In a deposition in the lawsuit, filed in Federal District Court in New Orleans, Signal’s chief operating officer, Ronald Schnoor, said he grew frustrated with Indian workers who were “chronic whiners.” In early 2007 he decided to fire several who were encouraging protests.

Those workers “were making impossible demands” for the company to secure green cards for them or to repay the high fees, Mr. Schnoor said. They were “taking workers away from their work and actually trying to get them to join some effort they were organizing,” he said.

Mr. Schnoor and Darrell Snyder, a manager in the shipyard, where the Indians were living in a labor camp, said they had consulted with agents from Immigration and Customs Enforcement for “guidance” on how to fire the workers, following the rules of the H-2B program.

Mr. Schnoor said the “direction” he received from an immigration enforcement agent was this: “Don’t give them any advance notice. Take them all out of the line on the way to work; get their personal belongings; get them in a van, and get their tickets, and get them to the airport, and send them back to India.”

Signal managers said they tried to carry out those instructions on March 9, 2007, putting several Indian workers into vans to take them to the airport. They were prevented from leaving the shipyard by immigrant advocates gathered at the gates.

In an internal e-mail message 10 days later, Mr. Snyder reported that another immigration official had assured him in a meeting that day that the agency would pursue any Indian workers who left their jobs, “if for no other reason than to send a message to the remaining workers that it is not in their best interests to try and ‘push’ the system.”

Carl Falstrom, an immigration lawyer in New Orleans who is not associated with the Signal case, said there were rules for employers who fired guest workers. They are required to provide return airfare to the workers’ home countries, and they are supposed to notify the visa agency, Citizenship and Immigration Services, when workers are no longer employed. But, Mr.

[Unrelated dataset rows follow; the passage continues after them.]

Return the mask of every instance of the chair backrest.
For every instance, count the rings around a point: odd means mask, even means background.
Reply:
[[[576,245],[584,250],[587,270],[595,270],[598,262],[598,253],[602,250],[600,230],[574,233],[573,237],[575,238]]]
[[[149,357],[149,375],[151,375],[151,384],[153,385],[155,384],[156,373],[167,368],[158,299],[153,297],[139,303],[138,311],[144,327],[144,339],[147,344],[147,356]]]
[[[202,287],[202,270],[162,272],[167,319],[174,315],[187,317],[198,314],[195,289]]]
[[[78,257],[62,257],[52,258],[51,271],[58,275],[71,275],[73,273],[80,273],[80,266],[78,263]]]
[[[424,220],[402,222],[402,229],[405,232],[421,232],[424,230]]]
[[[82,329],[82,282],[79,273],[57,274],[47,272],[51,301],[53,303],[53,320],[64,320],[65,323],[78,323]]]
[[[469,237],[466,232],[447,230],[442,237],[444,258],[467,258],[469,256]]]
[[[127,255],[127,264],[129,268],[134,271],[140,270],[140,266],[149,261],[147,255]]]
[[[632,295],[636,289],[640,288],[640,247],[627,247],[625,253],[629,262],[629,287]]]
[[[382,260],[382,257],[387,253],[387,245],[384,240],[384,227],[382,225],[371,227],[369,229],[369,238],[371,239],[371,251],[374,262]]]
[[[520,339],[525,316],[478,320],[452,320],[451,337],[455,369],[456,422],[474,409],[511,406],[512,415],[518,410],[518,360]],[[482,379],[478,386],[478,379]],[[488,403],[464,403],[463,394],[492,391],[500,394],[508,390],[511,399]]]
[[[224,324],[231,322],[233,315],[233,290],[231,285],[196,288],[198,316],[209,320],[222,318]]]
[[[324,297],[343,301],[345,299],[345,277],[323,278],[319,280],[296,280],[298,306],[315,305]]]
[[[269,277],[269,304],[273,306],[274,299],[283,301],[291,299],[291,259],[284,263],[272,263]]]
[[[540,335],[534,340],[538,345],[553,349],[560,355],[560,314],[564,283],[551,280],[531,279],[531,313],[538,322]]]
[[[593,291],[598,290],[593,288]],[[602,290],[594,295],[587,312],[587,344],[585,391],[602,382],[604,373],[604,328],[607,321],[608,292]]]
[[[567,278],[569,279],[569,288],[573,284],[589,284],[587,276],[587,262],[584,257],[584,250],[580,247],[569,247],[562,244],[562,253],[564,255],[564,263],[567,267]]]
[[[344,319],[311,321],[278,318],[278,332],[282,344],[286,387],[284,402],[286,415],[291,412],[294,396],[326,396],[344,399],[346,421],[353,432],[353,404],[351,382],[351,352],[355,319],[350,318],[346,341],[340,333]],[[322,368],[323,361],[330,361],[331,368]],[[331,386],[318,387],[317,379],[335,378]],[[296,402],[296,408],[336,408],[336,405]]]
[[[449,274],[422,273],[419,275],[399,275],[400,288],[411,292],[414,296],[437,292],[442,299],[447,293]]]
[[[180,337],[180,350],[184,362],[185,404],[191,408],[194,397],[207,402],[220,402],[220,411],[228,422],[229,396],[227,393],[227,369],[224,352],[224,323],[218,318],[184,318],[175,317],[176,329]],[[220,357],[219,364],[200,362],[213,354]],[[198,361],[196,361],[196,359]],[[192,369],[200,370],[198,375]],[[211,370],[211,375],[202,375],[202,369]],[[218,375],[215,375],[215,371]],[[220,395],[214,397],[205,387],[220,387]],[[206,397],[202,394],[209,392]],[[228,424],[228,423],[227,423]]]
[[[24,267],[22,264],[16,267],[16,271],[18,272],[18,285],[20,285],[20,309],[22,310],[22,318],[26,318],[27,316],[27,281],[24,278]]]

Falstrom said, private companies cannot carry out deportations.

Saket Soni, director of the New Orleans Workers’ Center for Racial Justice, which represents some workers in the lawsuit, said the managers’ testimony showed that immigration enforcement agents had “advised the corporation on how to retaliate against workers who were organizing.”

An ICE spokesman, Brian Hale, said he could not comment on a continuing investigation. But Mr. Hale said ICE agents were generally aware that a company that fires workers in the H-2B program “is prohibited from compelling individuals to get on the plane.”

This particular story is not new, but this account is only one of many that illustrates that we are dealing with a broken guest worker program. Probably the most extensive account of these issues is outlined in the Southern Poverty Law Center's report "Close to Slavery." 2010 will likely be the year that immigration reform is taken up again, and the anti-trafficking movement will need to pay close attention to the reforms that are proposed. Real comprehensive reform will be extremely important to addressing some of the larger policy issues surrounding human trafficking.